Your goals will largely determine the exercises that should be part of your workout routine. For example, if your goal is to become stronger, lift heavy weights for fewer reps. If you’re trying to lose fat, you should create a workout plan that increases intensity.
3. Create a Schedule
Before creating your workout program, you need to decide how often and for how long you can realistically exercise. Consistency is the top factor in achieving results. You’ll need to train often, and over a long period of time. So your fitness program has to be realistic and doable for you. A finely crafted workout routine is useless if you don’t actually stick to it.
The program you design should incorporate the right mixture of activity and rest days. Schedule which days of the week you will work out, and which days you’ll allot to rest. For most healthy adults, the Department of Health and Human Services recommends getting at least 150 minutes of moderate activity or 75 minutes of vigorous activity per week (or a combination of moderate and vigorous activity).
If you plan to do three or fewer workouts per week, it may be most effective to make every session a total-body workout. If you want to work out more than 4 times a week, you may need to break things up to prevent overtraining. We suggest strength training for all major muscle groups at least twice a week. Aim to do a single set of each exercise, using a weight or resistance level heavy enough to tire you muscles after about 12-15 repetitions.
However you decide to schedule your fitness sessions, make sure you schedule at least one full day of rest each week, and make sure that you aren’t scheduling two high-intensity workouts back-to-back.
4. Add Variety
Doing the same thing every day can lead to mental burnout and bodily injury. The body adapts to whatever stress is being applied in about 12-14 weeks.
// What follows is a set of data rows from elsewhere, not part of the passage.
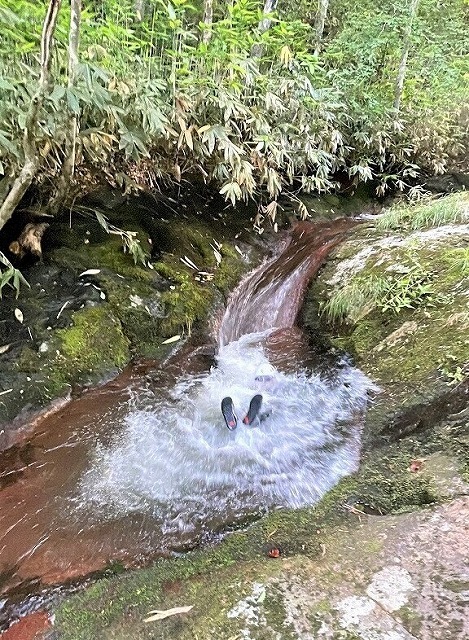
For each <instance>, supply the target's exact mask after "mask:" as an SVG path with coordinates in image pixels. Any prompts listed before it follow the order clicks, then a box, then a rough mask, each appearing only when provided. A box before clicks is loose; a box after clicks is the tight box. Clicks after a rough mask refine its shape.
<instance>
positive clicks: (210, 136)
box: [0, 0, 469, 214]
mask: <svg viewBox="0 0 469 640" xmlns="http://www.w3.org/2000/svg"><path fill="white" fill-rule="evenodd" d="M47 4H48V3H47V2H44V1H38V0H1V2H0V29H1V33H2V39H1V41H0V70H1V76H0V175H3V176H4V179H3V180H1V181H0V205H1V203H2V200H4V198H5V194H6V193H7V191H8V189H9V187H10V184H11V178H14V177H16V176H17V175H18V173H19V171H20V169H21V167H22V165H23V163H24V155H25V154H24V148H23V131H24V128H25V126H26V114H27V110H28V108H29V105H30V103H31V98H32V96H33V94H34V91H35V87H36V84H37V79H38V76H39V62H38V51H39V47H40V37H41V29H42V23H43V20H44V15H45V11H46V7H47ZM84 4H85V6H84V9H83V12H82V18H81V25H80V47H79V65H78V69H77V74H76V77H75V78H74V79H73V83H70V78H69V77H68V74H67V60H68V58H67V46H68V32H69V19H70V6H69V3H66V2H64V3H63V6H62V7H61V9H60V13H59V18H58V23H57V27H56V29H55V34H54V38H55V48H54V50H53V59H52V69H51V79H52V82H51V83H50V88H49V90H48V92H47V95H46V98H45V100H44V103H43V105H42V106H41V109H40V117H39V119H38V125H37V126H36V127H35V131H34V135H35V138H36V142H37V149H38V151H39V153H40V154H41V156H42V165H41V168H40V171H38V173H37V175H36V178H35V180H36V183H37V184H39V186H40V187H41V186H42V190H43V191H45V192H47V191H48V190H50V189H51V185H52V184H53V183H54V180H55V178H56V177H57V175H58V174H59V172H60V170H61V166H62V163H63V159H64V153H65V151H64V147H65V142H66V138H67V136H68V135H69V122H70V117H71V116H75V118H76V121H77V123H78V137H77V145H76V172H75V180H76V183H77V184H79V185H81V186H82V187H83V185H86V184H89V182H90V181H100V180H102V179H103V177H104V178H105V179H106V180H107V181H108V182H109V183H111V184H113V185H116V184H117V185H120V186H122V185H123V186H125V187H127V188H132V187H133V186H137V185H138V186H147V187H150V188H155V187H156V186H157V185H160V184H161V183H162V182H165V181H181V180H182V179H184V178H185V177H187V178H188V179H194V177H195V176H202V177H203V179H204V180H206V181H210V182H212V183H213V184H214V185H215V186H216V187H217V188H218V189H219V190H220V192H221V193H222V194H223V195H224V196H225V198H226V199H227V200H228V201H231V202H232V203H233V204H234V203H235V202H236V201H237V200H238V199H241V198H248V197H251V196H256V197H257V198H259V199H260V200H261V201H263V202H264V203H266V202H270V201H272V200H276V198H277V197H278V195H279V194H280V192H282V191H285V190H290V191H295V190H296V191H297V190H298V189H300V188H301V189H303V190H306V191H327V190H330V189H333V188H335V187H336V186H337V181H338V179H339V178H341V179H342V181H343V180H344V179H345V180H350V179H353V180H355V181H356V180H358V179H364V180H368V179H371V178H377V179H378V181H379V187H378V189H379V190H380V191H381V192H384V191H385V190H386V189H387V188H389V187H395V186H396V185H397V186H398V187H403V186H405V183H406V182H407V180H408V178H409V177H412V176H415V175H416V172H418V169H419V167H421V168H424V169H426V170H428V169H430V170H432V171H435V172H443V171H445V170H446V169H447V167H448V166H449V165H451V164H452V163H456V162H458V161H459V160H460V159H461V158H462V157H463V156H464V137H465V135H466V134H467V123H468V107H467V104H466V106H465V102H466V101H467V84H468V83H467V80H468V74H469V61H468V56H467V53H468V50H469V45H468V30H467V24H465V22H466V20H465V19H466V18H467V11H468V5H467V2H466V0H448V2H445V3H442V2H439V1H436V0H420V3H419V5H418V10H417V13H416V15H415V17H414V19H413V21H412V24H411V29H410V28H409V24H410V23H409V19H410V17H409V12H410V7H411V0H397V1H393V0H382V2H381V3H379V4H378V5H377V4H376V3H375V2H374V1H373V0H363V1H362V2H359V3H352V4H351V3H348V2H344V1H343V0H334V1H333V2H331V4H330V6H329V11H328V14H327V16H326V23H325V30H324V33H323V41H322V43H321V47H320V48H317V42H316V38H317V34H316V31H315V28H314V19H315V10H314V9H312V5H311V3H308V2H305V1H303V2H300V3H290V2H288V3H287V2H282V0H280V3H279V4H278V6H277V12H276V13H273V14H269V18H270V23H269V24H268V25H267V26H266V25H265V24H263V23H262V22H261V21H262V18H263V17H265V16H264V15H263V5H262V3H260V2H259V1H255V0H237V1H233V2H226V3H221V2H219V3H215V4H214V13H213V22H212V23H211V24H206V23H203V22H202V20H203V16H204V5H202V3H201V2H196V1H195V0H194V1H191V0H171V1H168V2H167V1H166V0H164V1H163V0H140V1H139V2H135V0H93V1H90V2H86V3H84ZM326 4H327V3H326ZM406 34H407V35H406ZM406 37H407V41H406ZM406 42H407V46H408V48H409V51H408V59H407V66H406V69H405V83H404V88H403V92H402V99H401V101H400V106H399V109H396V107H395V105H394V94H395V85H396V77H397V74H398V72H399V64H400V61H401V57H402V51H403V47H405V46H406ZM12 51H15V55H14V56H12V53H11V52H12ZM7 178H10V179H9V180H8V179H7ZM268 212H270V213H272V214H273V213H274V209H270V210H268Z"/></svg>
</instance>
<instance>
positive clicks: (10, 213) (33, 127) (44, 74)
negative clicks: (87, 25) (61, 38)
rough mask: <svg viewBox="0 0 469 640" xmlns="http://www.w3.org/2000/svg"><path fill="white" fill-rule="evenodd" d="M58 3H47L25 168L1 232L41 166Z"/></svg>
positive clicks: (4, 201) (5, 205)
mask: <svg viewBox="0 0 469 640" xmlns="http://www.w3.org/2000/svg"><path fill="white" fill-rule="evenodd" d="M61 2H62V0H49V6H48V8H47V13H46V17H45V18H44V23H43V27H42V36H41V61H40V64H41V74H40V77H39V82H38V88H37V91H36V93H35V94H34V96H33V98H32V100H31V104H30V105H29V109H28V113H27V115H26V123H25V130H24V134H23V152H24V164H23V167H22V169H21V171H20V173H19V175H18V176H17V177H16V178H15V180H14V182H13V185H12V187H11V189H10V191H9V193H8V195H7V196H6V197H5V199H4V201H3V203H2V204H1V206H0V229H2V227H3V226H4V225H5V223H6V222H8V220H9V219H10V218H11V216H12V215H13V213H14V211H15V209H16V207H17V206H18V205H19V203H20V202H21V199H22V198H23V196H24V194H25V193H26V191H27V189H28V187H29V186H30V185H31V183H32V181H33V179H34V176H35V175H36V173H37V170H38V168H39V165H40V157H39V153H38V150H37V144H36V137H35V134H36V128H37V123H38V117H39V111H40V109H41V107H42V104H43V102H44V97H45V95H46V92H47V89H48V85H49V77H50V65H51V46H52V37H53V35H54V31H55V25H56V23H57V15H58V12H59V9H60V5H61Z"/></svg>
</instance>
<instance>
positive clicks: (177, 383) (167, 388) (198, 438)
mask: <svg viewBox="0 0 469 640" xmlns="http://www.w3.org/2000/svg"><path fill="white" fill-rule="evenodd" d="M345 229H346V225H345V224H344V223H341V222H336V223H333V224H332V225H323V226H322V227H313V226H305V225H303V226H301V225H300V226H298V227H297V229H296V230H295V232H294V233H293V234H292V236H291V239H290V242H286V243H285V246H284V248H283V251H282V252H281V253H280V255H278V256H276V257H274V258H272V259H271V260H270V261H268V262H267V263H266V264H265V265H263V266H262V267H260V268H259V269H257V270H256V271H254V272H253V273H252V274H251V275H250V276H248V277H247V278H246V279H245V280H244V281H243V282H242V283H241V285H240V286H239V287H238V289H237V290H236V291H235V292H234V294H233V296H232V297H231V300H230V302H229V304H228V307H227V310H226V313H225V315H224V317H223V318H222V320H221V321H220V323H219V330H218V341H219V349H218V353H217V356H216V361H215V362H214V364H213V366H212V367H211V368H210V369H209V370H207V368H203V367H202V368H201V367H200V366H196V365H195V364H194V363H195V362H196V361H197V358H196V357H195V356H194V354H196V352H197V350H196V349H195V348H193V350H192V351H190V347H189V350H186V351H181V352H180V353H179V355H178V356H176V358H175V359H174V360H173V362H171V361H170V362H169V363H167V365H166V366H160V368H159V369H158V368H156V369H155V372H156V373H155V374H154V375H153V376H152V377H150V379H148V378H146V377H144V376H143V377H142V375H140V374H139V372H138V371H137V372H134V373H133V374H130V377H129V374H128V375H127V377H126V378H125V379H124V381H123V382H121V384H118V385H114V386H113V385H108V386H107V387H105V388H104V389H101V390H96V391H95V392H92V393H91V394H86V395H85V396H83V398H80V399H78V400H77V401H74V402H73V403H71V404H70V405H69V406H68V407H67V408H66V409H65V410H62V411H61V413H60V414H58V415H56V416H54V417H52V418H50V419H49V420H48V421H47V420H46V421H45V422H44V423H43V425H42V428H41V429H40V430H39V431H38V432H37V433H36V435H35V436H34V437H33V438H32V439H31V441H30V442H29V443H28V445H27V446H26V447H19V448H18V449H17V450H16V455H13V457H12V460H11V464H10V468H9V469H7V472H6V474H4V475H3V480H4V484H5V485H6V486H5V487H4V489H3V490H2V493H1V494H0V499H1V500H2V508H1V513H0V526H1V531H2V533H1V534H0V550H1V563H2V565H1V569H2V572H3V573H4V576H5V579H4V583H3V590H4V592H6V591H8V589H10V590H11V589H14V588H15V587H19V586H21V585H22V584H24V583H25V582H28V581H36V582H37V581H39V583H40V584H54V583H58V582H62V581H64V580H65V579H70V578H76V577H79V576H83V575H85V574H86V573H89V572H90V571H93V570H96V569H98V568H102V567H103V566H105V565H106V563H108V562H109V561H112V560H120V561H122V562H124V563H125V564H127V565H131V564H135V563H136V562H137V563H138V562H141V561H145V560H146V559H148V558H150V557H152V556H154V555H155V554H158V553H164V552H168V551H172V550H178V549H179V550H181V549H184V548H188V547H190V546H192V545H194V544H196V543H198V542H200V541H201V540H203V539H204V538H205V537H207V536H209V535H210V534H213V533H214V532H217V531H223V529H227V528H229V527H231V526H233V525H235V524H236V523H237V522H242V521H243V520H245V519H246V518H247V517H252V516H255V515H258V514H259V513H262V512H264V511H265V510H268V509H271V508H276V507H299V506H302V505H307V504H313V503H314V502H316V501H317V500H318V499H319V498H320V497H321V496H322V495H323V494H324V492H325V491H327V490H328V489H329V488H330V487H332V486H333V485H334V484H335V483H336V482H337V481H338V479H339V478H340V477H342V476H344V475H346V474H348V473H350V472H352V471H354V470H355V469H356V467H357V464H358V459H359V450H360V429H361V424H362V419H363V415H364V411H365V409H366V403H367V391H368V390H369V389H370V388H371V384H370V381H369V380H368V379H367V378H366V377H365V376H364V375H363V374H362V373H361V372H360V371H359V370H357V369H355V368H353V367H352V366H350V364H349V363H348V362H347V361H346V360H339V361H337V362H335V363H334V364H333V366H331V367H329V369H328V371H327V374H325V373H324V368H322V373H321V374H320V373H319V369H316V368H315V367H313V368H311V354H310V351H309V347H308V343H307V340H306V338H305V336H304V334H303V333H302V332H301V331H300V330H299V329H298V328H296V327H294V322H295V319H296V316H297V313H298V309H299V306H300V304H301V301H302V297H303V292H304V289H305V287H306V285H307V283H308V281H309V279H310V278H311V276H312V275H313V274H314V273H315V271H317V269H318V268H319V266H320V264H321V262H322V260H323V258H324V256H325V255H326V253H327V252H328V251H329V250H330V249H331V248H332V246H334V244H336V243H337V242H338V241H339V239H340V238H341V237H342V234H343V232H344V230H345ZM267 362H270V363H272V364H273V365H274V367H275V369H276V374H275V382H274V385H273V386H271V387H270V388H267V389H259V387H258V383H256V381H255V375H256V371H257V369H258V367H259V366H260V365H262V364H266V363H267ZM259 391H261V392H262V394H263V396H264V404H265V408H266V409H267V410H268V411H267V412H268V414H269V415H268V417H266V419H265V420H263V421H262V422H261V423H260V424H256V425H254V426H252V427H248V426H245V425H243V424H240V425H239V426H238V428H237V429H236V430H235V431H233V432H230V431H229V430H228V429H227V428H226V427H225V425H224V422H223V418H222V415H221V412H220V403H221V400H222V398H223V397H224V396H227V395H229V396H231V397H232V398H233V401H234V403H235V406H236V408H237V410H238V414H239V417H240V418H242V416H243V415H244V412H245V411H246V410H247V407H248V405H249V401H250V398H251V397H252V396H253V395H254V394H255V393H258V392H259Z"/></svg>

In order to keep benefiting from your fitness program, you need to constantly change it up.
Plan to include different activities to reduce exercise boredom. Cross-training with low impact activities, such as biking or swimming reduces your chance of injuring or overusing one specific muscle or joint. Alternate between activities that focus on different parts of your body, such as walking, swimming, and strength training.
You can also try integrating high-interval intensity training, which is where you perform short bursts of high-intensity activity followed by recovery periods of low-intensity activity. Or, even performing the same routine, but with different equipment, changing your set and rep scheme, or changing the exercise variations can help.
5. Monitor Your Progress
To see if your exercise plan is working, you need to keep records to monitor your progress. Remember those fitness assessments you took at the very beginning? Review them about a month after you start your program, and then again every few months. Are your numbers and rates improving? You may find that you need to make your workouts more challenging or increase the amount of time you exercise in order to continue improving.
Having these records will allow you to monitor your progress and see what’s working and what’s not, allowing you to adjust your program as needed. Overall, your workouts need to get harder over time in order to make consistent progress. Start low and progress slowly. If you start to lose motivation, set new goals or try a new activity. Workout out with a friend or personal trainer, or taking a class at a fitness center can also help.